Verzögerungen materiell-rechtlich bedingt

So beschränkten sich die Beschleunigungsbemühungen des Gesetzgebers vielfach auf Verkürzungen der Rechtsschutzmöglichkeiten Betroffener, während die Gründe für den Zeitbedarf in Zulassungsverfahren für umweltrelevante Großvorhaben anerkanntermaßen im materiellen Recht, insbesondere im europäischen Umweltrecht, lägen, gab die BRAK unter anderem zu bedenken. So sehr die Kammer Überlegungen nach einer weiteren Beschleunigung von Großvorhaben insbesondere vor dem Hintergrund der aktuellen politischen Lage und der Sorge um die Versorgungssicherheit in Deutschland unterstütze, so sehr bestehe die Sorge, dass erneut Rechtsschutzmöglichkeiten Betroffener verkürzt werden, heißt es in der Stellungnahme weiter. Verfahrensverzögerungen stammten aber nicht aus der gerichtlichen Sphäre, sondern beruhten auf Anforderungen des materiellen Rechts.

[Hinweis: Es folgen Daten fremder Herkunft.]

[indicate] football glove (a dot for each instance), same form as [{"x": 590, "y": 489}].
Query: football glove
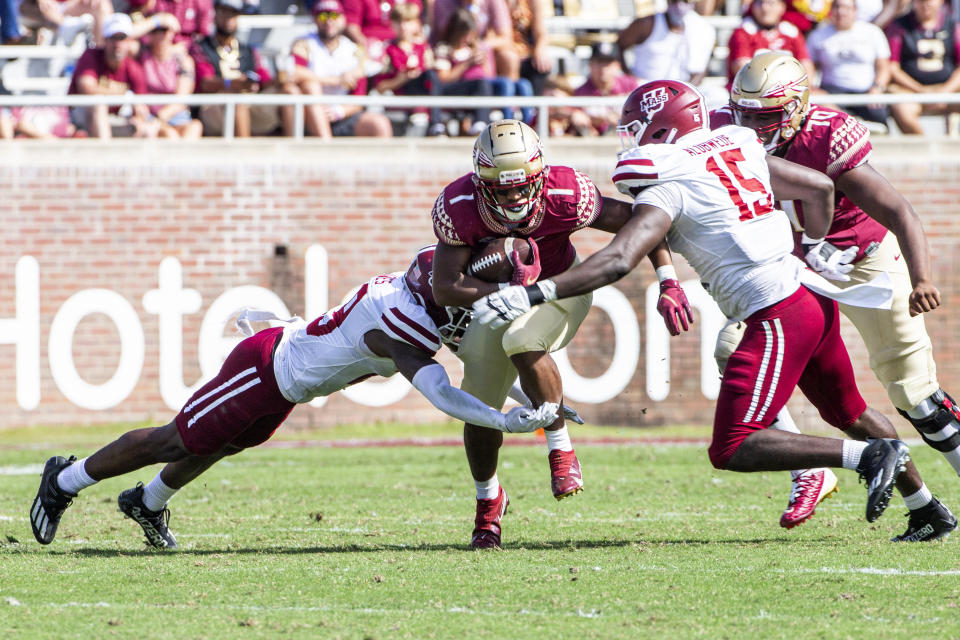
[
  {"x": 525, "y": 420},
  {"x": 526, "y": 274},
  {"x": 674, "y": 307},
  {"x": 500, "y": 308},
  {"x": 828, "y": 260}
]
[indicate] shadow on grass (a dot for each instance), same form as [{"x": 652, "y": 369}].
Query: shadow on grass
[{"x": 543, "y": 545}]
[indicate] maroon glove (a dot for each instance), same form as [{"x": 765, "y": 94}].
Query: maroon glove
[
  {"x": 674, "y": 308},
  {"x": 526, "y": 274}
]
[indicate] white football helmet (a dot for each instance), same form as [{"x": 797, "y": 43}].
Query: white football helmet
[{"x": 507, "y": 156}]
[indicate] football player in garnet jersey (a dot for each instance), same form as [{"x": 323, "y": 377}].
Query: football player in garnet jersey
[
  {"x": 513, "y": 192},
  {"x": 711, "y": 193},
  {"x": 874, "y": 229},
  {"x": 390, "y": 324}
]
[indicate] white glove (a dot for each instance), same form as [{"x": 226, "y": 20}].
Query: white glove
[
  {"x": 524, "y": 420},
  {"x": 569, "y": 413},
  {"x": 828, "y": 260},
  {"x": 501, "y": 308}
]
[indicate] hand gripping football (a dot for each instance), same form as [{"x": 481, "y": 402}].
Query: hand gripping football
[{"x": 493, "y": 263}]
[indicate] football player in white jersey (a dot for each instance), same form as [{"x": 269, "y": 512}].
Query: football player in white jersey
[
  {"x": 710, "y": 193},
  {"x": 390, "y": 324}
]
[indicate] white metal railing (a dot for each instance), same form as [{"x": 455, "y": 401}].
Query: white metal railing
[{"x": 543, "y": 104}]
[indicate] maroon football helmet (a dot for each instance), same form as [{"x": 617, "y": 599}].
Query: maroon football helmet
[
  {"x": 661, "y": 111},
  {"x": 451, "y": 321}
]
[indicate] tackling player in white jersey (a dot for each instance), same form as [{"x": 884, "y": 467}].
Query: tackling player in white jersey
[
  {"x": 391, "y": 324},
  {"x": 710, "y": 193}
]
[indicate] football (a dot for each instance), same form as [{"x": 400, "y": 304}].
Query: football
[{"x": 492, "y": 263}]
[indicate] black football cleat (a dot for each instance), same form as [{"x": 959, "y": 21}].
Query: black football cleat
[
  {"x": 154, "y": 523},
  {"x": 51, "y": 500},
  {"x": 882, "y": 461},
  {"x": 932, "y": 522}
]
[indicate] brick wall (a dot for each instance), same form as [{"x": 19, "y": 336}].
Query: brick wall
[{"x": 104, "y": 217}]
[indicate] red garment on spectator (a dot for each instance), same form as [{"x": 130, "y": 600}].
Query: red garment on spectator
[
  {"x": 205, "y": 68},
  {"x": 399, "y": 60},
  {"x": 749, "y": 38},
  {"x": 195, "y": 16},
  {"x": 127, "y": 77},
  {"x": 373, "y": 16}
]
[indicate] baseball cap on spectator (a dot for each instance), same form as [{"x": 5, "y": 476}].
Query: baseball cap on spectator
[
  {"x": 236, "y": 5},
  {"x": 117, "y": 23},
  {"x": 604, "y": 52},
  {"x": 327, "y": 6}
]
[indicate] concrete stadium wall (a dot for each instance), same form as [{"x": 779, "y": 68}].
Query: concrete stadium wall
[{"x": 119, "y": 263}]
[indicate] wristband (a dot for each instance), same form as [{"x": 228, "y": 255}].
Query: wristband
[
  {"x": 666, "y": 272},
  {"x": 805, "y": 239},
  {"x": 545, "y": 291}
]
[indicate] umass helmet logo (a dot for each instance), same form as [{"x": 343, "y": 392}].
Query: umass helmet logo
[{"x": 652, "y": 101}]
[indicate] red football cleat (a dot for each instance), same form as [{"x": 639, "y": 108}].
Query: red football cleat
[
  {"x": 565, "y": 476},
  {"x": 810, "y": 488},
  {"x": 486, "y": 532}
]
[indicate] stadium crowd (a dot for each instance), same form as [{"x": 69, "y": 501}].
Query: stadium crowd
[{"x": 496, "y": 48}]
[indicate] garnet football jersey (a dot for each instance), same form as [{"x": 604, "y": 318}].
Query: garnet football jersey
[
  {"x": 571, "y": 201},
  {"x": 325, "y": 355},
  {"x": 715, "y": 186},
  {"x": 831, "y": 142}
]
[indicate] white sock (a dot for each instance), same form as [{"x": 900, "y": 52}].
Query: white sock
[
  {"x": 559, "y": 439},
  {"x": 852, "y": 450},
  {"x": 488, "y": 489},
  {"x": 74, "y": 478},
  {"x": 157, "y": 494},
  {"x": 919, "y": 499}
]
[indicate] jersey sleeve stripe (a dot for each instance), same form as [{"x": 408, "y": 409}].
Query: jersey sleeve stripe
[
  {"x": 400, "y": 333},
  {"x": 416, "y": 326}
]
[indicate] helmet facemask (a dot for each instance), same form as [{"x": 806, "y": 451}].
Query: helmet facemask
[{"x": 451, "y": 332}]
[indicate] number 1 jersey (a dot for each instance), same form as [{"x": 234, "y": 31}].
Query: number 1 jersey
[{"x": 715, "y": 186}]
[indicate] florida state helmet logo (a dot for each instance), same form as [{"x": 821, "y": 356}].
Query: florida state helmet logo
[{"x": 652, "y": 101}]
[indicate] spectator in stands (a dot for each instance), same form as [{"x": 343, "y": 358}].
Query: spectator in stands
[
  {"x": 195, "y": 17},
  {"x": 370, "y": 26},
  {"x": 328, "y": 62},
  {"x": 606, "y": 78},
  {"x": 853, "y": 57},
  {"x": 493, "y": 26},
  {"x": 410, "y": 67},
  {"x": 529, "y": 19},
  {"x": 925, "y": 58},
  {"x": 67, "y": 19},
  {"x": 168, "y": 69},
  {"x": 764, "y": 28},
  {"x": 464, "y": 65},
  {"x": 9, "y": 26},
  {"x": 226, "y": 65},
  {"x": 111, "y": 71},
  {"x": 675, "y": 44}
]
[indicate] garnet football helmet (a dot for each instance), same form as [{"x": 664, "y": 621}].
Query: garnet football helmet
[
  {"x": 771, "y": 95},
  {"x": 661, "y": 111},
  {"x": 451, "y": 321},
  {"x": 507, "y": 156}
]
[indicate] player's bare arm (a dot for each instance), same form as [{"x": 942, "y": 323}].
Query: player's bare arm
[
  {"x": 451, "y": 285},
  {"x": 643, "y": 232},
  {"x": 871, "y": 192},
  {"x": 430, "y": 379},
  {"x": 791, "y": 181}
]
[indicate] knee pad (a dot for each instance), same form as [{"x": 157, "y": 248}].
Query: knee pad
[
  {"x": 947, "y": 412},
  {"x": 727, "y": 342}
]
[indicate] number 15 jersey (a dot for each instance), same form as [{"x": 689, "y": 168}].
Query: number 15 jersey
[{"x": 715, "y": 186}]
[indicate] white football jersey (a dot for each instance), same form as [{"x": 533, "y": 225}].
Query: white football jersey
[
  {"x": 323, "y": 356},
  {"x": 715, "y": 185}
]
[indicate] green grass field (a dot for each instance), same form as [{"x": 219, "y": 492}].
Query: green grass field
[{"x": 318, "y": 542}]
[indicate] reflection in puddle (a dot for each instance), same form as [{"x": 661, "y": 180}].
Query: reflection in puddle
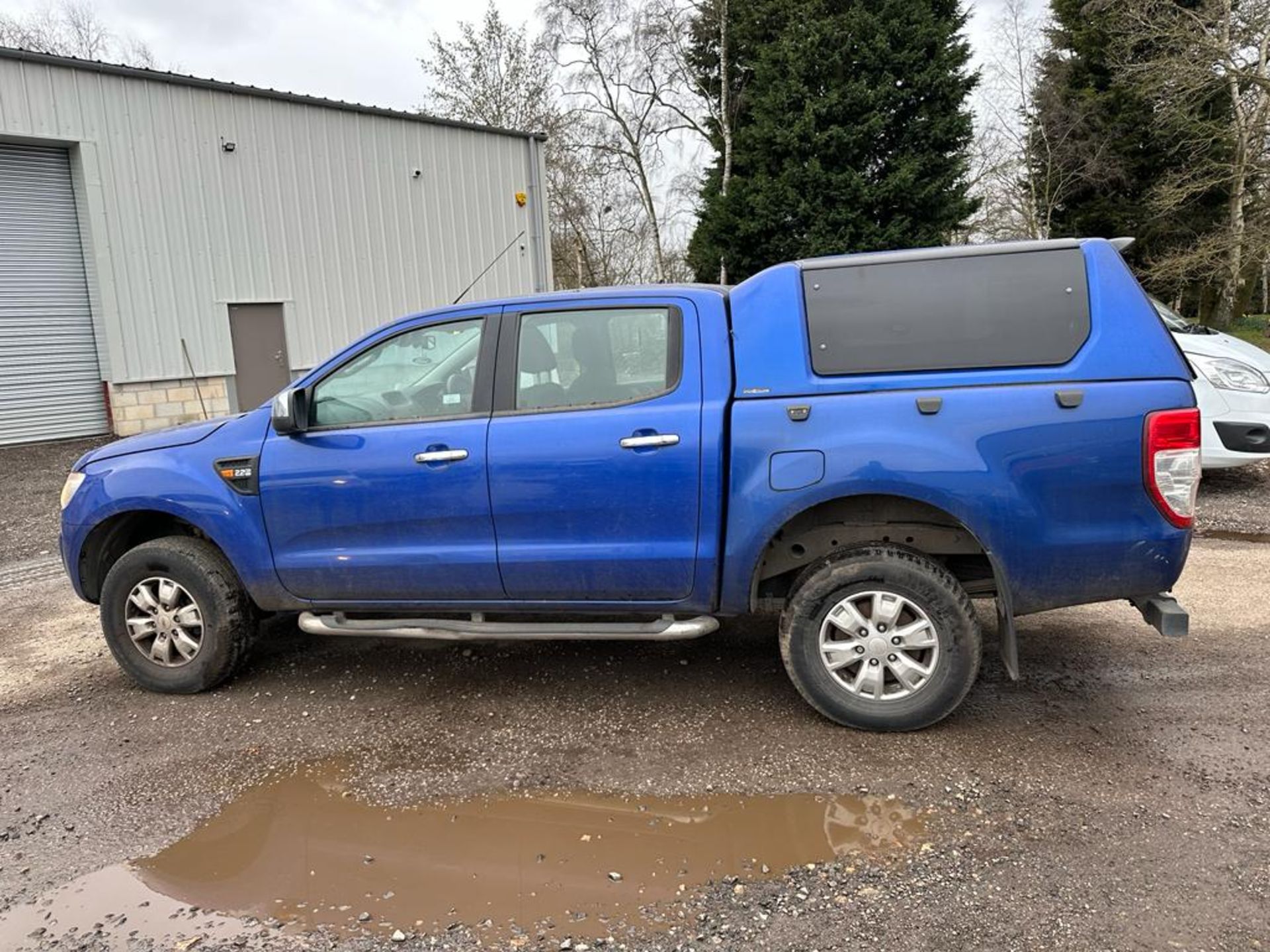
[{"x": 305, "y": 851}]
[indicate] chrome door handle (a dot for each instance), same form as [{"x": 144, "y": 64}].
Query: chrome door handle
[
  {"x": 441, "y": 456},
  {"x": 653, "y": 440}
]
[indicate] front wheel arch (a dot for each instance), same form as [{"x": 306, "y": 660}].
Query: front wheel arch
[{"x": 120, "y": 534}]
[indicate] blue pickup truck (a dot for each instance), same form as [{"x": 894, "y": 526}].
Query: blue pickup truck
[{"x": 860, "y": 444}]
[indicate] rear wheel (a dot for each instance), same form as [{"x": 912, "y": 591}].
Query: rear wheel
[
  {"x": 880, "y": 637},
  {"x": 175, "y": 616}
]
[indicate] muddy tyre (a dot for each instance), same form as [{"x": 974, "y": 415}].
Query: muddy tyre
[
  {"x": 880, "y": 637},
  {"x": 175, "y": 616}
]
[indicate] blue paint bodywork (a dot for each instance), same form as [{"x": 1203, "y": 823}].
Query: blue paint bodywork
[{"x": 549, "y": 514}]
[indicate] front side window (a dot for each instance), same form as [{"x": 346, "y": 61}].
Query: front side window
[
  {"x": 603, "y": 357},
  {"x": 421, "y": 375}
]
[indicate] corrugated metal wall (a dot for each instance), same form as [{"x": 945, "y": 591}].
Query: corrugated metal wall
[
  {"x": 316, "y": 207},
  {"x": 50, "y": 382}
]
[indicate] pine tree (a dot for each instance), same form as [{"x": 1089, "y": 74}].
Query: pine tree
[
  {"x": 851, "y": 132},
  {"x": 1115, "y": 155}
]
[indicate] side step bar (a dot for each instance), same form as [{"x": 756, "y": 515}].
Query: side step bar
[
  {"x": 1164, "y": 615},
  {"x": 666, "y": 629}
]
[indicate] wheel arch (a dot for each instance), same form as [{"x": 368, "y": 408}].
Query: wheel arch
[
  {"x": 118, "y": 534},
  {"x": 857, "y": 520},
  {"x": 850, "y": 521}
]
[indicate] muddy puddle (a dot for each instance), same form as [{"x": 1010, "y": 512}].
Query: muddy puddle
[{"x": 305, "y": 852}]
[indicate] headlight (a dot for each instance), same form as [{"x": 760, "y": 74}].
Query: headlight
[
  {"x": 1231, "y": 375},
  {"x": 73, "y": 483}
]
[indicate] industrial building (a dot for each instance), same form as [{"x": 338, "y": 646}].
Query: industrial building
[{"x": 173, "y": 247}]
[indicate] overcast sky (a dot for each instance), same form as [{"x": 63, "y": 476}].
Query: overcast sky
[{"x": 364, "y": 51}]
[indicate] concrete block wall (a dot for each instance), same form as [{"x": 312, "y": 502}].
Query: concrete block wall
[{"x": 154, "y": 405}]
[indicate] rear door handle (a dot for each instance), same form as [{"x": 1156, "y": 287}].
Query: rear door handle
[
  {"x": 652, "y": 440},
  {"x": 441, "y": 456}
]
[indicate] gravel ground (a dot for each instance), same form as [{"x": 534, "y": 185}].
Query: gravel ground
[
  {"x": 31, "y": 481},
  {"x": 1118, "y": 797},
  {"x": 1236, "y": 500}
]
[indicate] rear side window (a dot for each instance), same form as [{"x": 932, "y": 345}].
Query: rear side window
[
  {"x": 1024, "y": 309},
  {"x": 588, "y": 358}
]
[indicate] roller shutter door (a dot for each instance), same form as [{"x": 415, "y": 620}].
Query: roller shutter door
[{"x": 50, "y": 381}]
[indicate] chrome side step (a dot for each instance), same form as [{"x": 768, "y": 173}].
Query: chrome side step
[{"x": 666, "y": 629}]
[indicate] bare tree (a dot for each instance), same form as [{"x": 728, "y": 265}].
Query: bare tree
[
  {"x": 73, "y": 28},
  {"x": 701, "y": 95},
  {"x": 1206, "y": 67},
  {"x": 618, "y": 77},
  {"x": 1033, "y": 147},
  {"x": 494, "y": 74},
  {"x": 499, "y": 74}
]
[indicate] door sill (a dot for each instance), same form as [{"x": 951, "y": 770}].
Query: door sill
[{"x": 665, "y": 629}]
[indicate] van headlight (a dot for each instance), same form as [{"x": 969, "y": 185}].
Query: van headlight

Einschränkungen bei Rechtsschutz kritisiert

Die BRAK verweist dazu auf § 80c und § 87c VwGO-E, die auf Verfahren nach § 48 Abs. 1 Satz 1 Nr. 1 bis 15 VwGO verweisen. In diesem Zusammenhang werde zur Begründung des Entwurfs an mehreren Stellen – von "besonders bedeutsame Infrastrukturvorhaben" gesprochen. Dem sei zu widersprechen, so die BRAK: Denn nicht jedes Straßenbau-, Schienenwegebau- oder Wasserwegebauvorhaben, nicht jede Änderung eines Verkehrsflughafens, nicht jedes wasserrechtliche Planfeststellungsvorhaben und nicht jedes bergrechtliche Zulassungsverfahren sei – selbst wenn es erstinstanzlich dem Oberverwaltungsgeericht  beziehungsweise Verwaltungsgerichtshof zugewiesen ist – so bedeutsam, als dass damit die für die Rechtsbetroffenen verbundenen über die ohnehin schon bestehenden Einschränkungen von Rechtsschutzmöglichkeiten weitergehenden Einschränkungen gerechtfertigt erscheinen.

Überlastung des BVerwG befürchtet

Auch mit Blick auf § 50 Abs. 1 VwGO-E äußerte die Anwaltskammer Bedenken – und das nicht nur wegen verfassungsrechtlicher Einwände gegen eine weitere Ausdehnung der erst- und letztinstanzlichen Zuständigkeit des Bundesverwaltungsgerichts, die auf Ausnahmefälle – gegebenenfalls zeitlich befristet – beschränkt werden sollte. Auch seien die Kapazitäten des obersten Verwaltungsgerichts als "Ersatz-Erstinstanz" wegen der damit über die Aufgaben einer Revisionsinstanz hinausgehenden Aufgaben, etwa bei der Sachverhaltsermittlung und häufig umfangreichen Beweisaufnahmen, erschöpft. Ohne weitere personelle Ausstattung werde die Hoffnung auf eine Verfahrensbeschleunigung durch nur eine Instanz beim BVerwG aus Sicht der BRAK "verpuffen".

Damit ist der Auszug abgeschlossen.